1674/J XXVI. GP

Eingelangt am 13.09.2018
Dieser Text ist elektronisch textinterpretiert. Abweichungen vom Original sind möglich.

Anfrage

 

des Abgeordneten Mag. Jörg Leichtfried, Genossinnen und Genossen an den Bundesminister für EU, Kunst, Kultur und Medien

betreffend einheitliche Position der Bundesregierung zum „Artikel 7 - Verfahren“ gegen Ungarn

 

Die Rechtsstaatlichkeit ist ein wichtiger Grundpfeiler der Europäischen Union. Wo die gemeinsamen Werte mit Füßen getreten werden, ist es die Aufgabe der EU, Konsequenzen zu ziehen und Sanktionen zu verhängen.
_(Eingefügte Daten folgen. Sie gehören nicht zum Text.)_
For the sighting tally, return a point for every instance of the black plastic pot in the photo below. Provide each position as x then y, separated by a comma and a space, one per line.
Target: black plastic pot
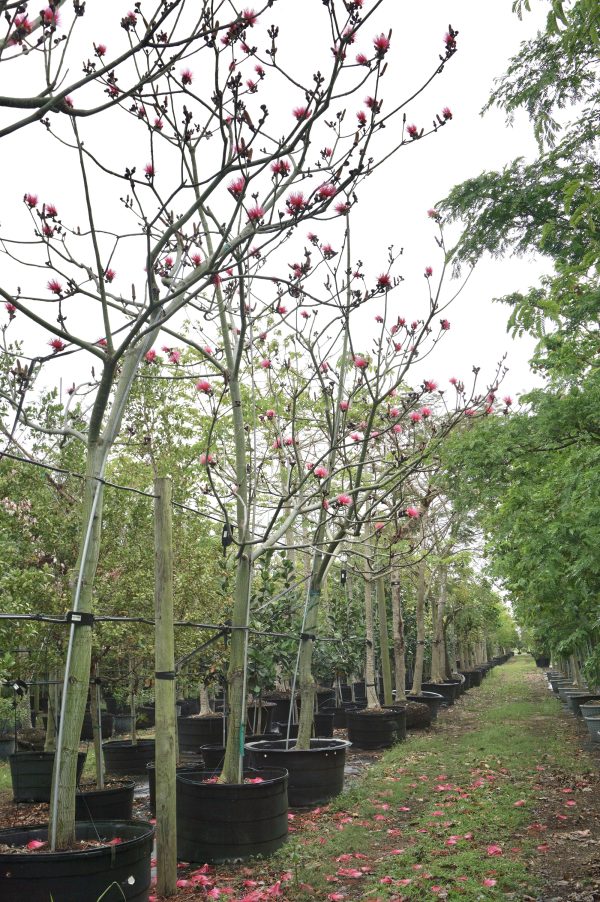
224, 821
373, 730
449, 691
151, 772
315, 775
31, 774
114, 872
112, 803
107, 725
123, 759
433, 700
196, 731
322, 723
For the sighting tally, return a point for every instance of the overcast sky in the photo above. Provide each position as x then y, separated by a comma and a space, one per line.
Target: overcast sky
393, 204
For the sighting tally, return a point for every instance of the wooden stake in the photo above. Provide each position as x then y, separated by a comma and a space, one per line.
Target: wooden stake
164, 659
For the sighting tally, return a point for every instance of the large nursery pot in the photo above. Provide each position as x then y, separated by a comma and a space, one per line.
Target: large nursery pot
374, 729
433, 700
315, 775
114, 802
449, 691
123, 758
196, 731
113, 872
31, 774
151, 772
225, 821
107, 722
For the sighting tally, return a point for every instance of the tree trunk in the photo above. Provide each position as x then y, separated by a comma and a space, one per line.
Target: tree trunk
164, 662
420, 613
398, 633
384, 643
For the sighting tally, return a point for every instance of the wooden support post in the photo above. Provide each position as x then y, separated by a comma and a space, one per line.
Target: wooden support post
384, 643
164, 661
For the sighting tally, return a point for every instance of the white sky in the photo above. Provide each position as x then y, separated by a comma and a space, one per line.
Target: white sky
393, 203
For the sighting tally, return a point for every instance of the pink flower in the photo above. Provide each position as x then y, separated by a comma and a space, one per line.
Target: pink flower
256, 213
296, 202
494, 849
236, 188
300, 113
54, 286
382, 45
280, 167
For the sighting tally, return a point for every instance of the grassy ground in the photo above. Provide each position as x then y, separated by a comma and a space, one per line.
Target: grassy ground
488, 804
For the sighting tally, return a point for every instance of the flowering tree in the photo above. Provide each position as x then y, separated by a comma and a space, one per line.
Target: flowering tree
200, 188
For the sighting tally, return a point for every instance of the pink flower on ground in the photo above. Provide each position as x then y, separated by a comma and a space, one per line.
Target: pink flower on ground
382, 45
54, 286
300, 113
256, 213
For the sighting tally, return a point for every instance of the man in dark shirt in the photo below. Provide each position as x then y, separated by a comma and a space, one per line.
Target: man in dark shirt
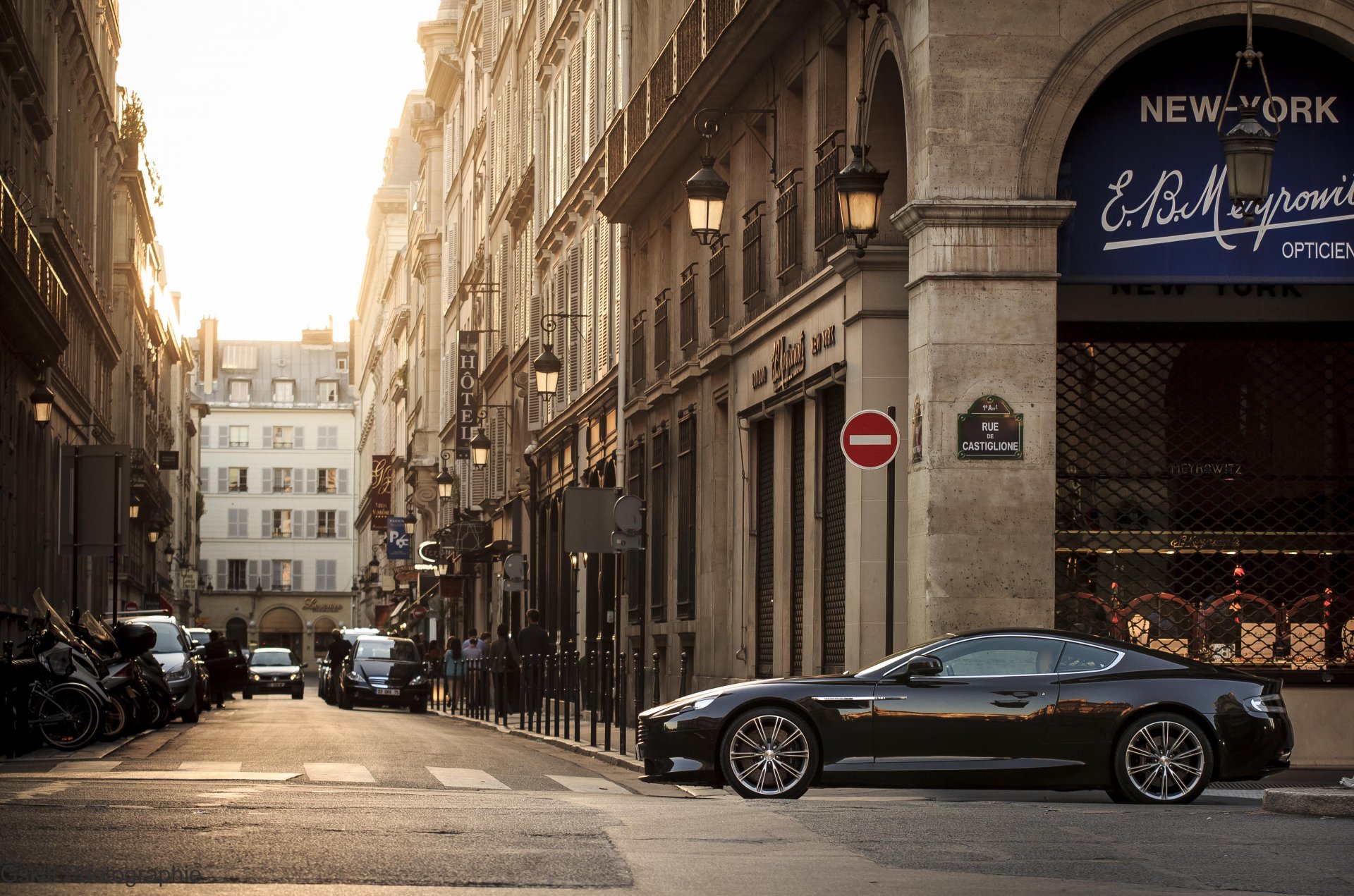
534, 643
338, 649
Aufgrund der systemischen Bedrohung der Demokratie, der Rechtsstaatlichkeit und der Grundrechte in Ungarn hat das Europäische Parlament ein Verfahren nach Artikel 7 des EU-Vertrags gegen Ungarn eröffnet.[1]

Mehr als zwei Drittel der 751 Abgeordneten des Europäischen Parlaments stimmte für die Aktivierung des Verfahren, darunter auch die ÖVP-Abgeordneten. Die VertreterInnen der Freiheitlichen Partei votierten gegen diesen Mechanismus. Eine ähnliche Spaltung ist auch innerhalb der österreichischen Bundesregierung zu erkennen: Bundeskanzler Sebastian Kurz äußerte sich distanziert zum ungarischen Ministerpräsidenten Viktor Orban, während sich Vizekanzler Heinz-Christian Strache gegen das Strafverfahren aussprach. Er verteidigte den ungarischen Ministerpräsidenten Orban und machte deutlich, dass dieser im Falle eines Ausschlusses aus der Europäischen Volkspartei in seiner ENF-Fraktion (Europa der Nationen und der Freiheit) willkommen sei.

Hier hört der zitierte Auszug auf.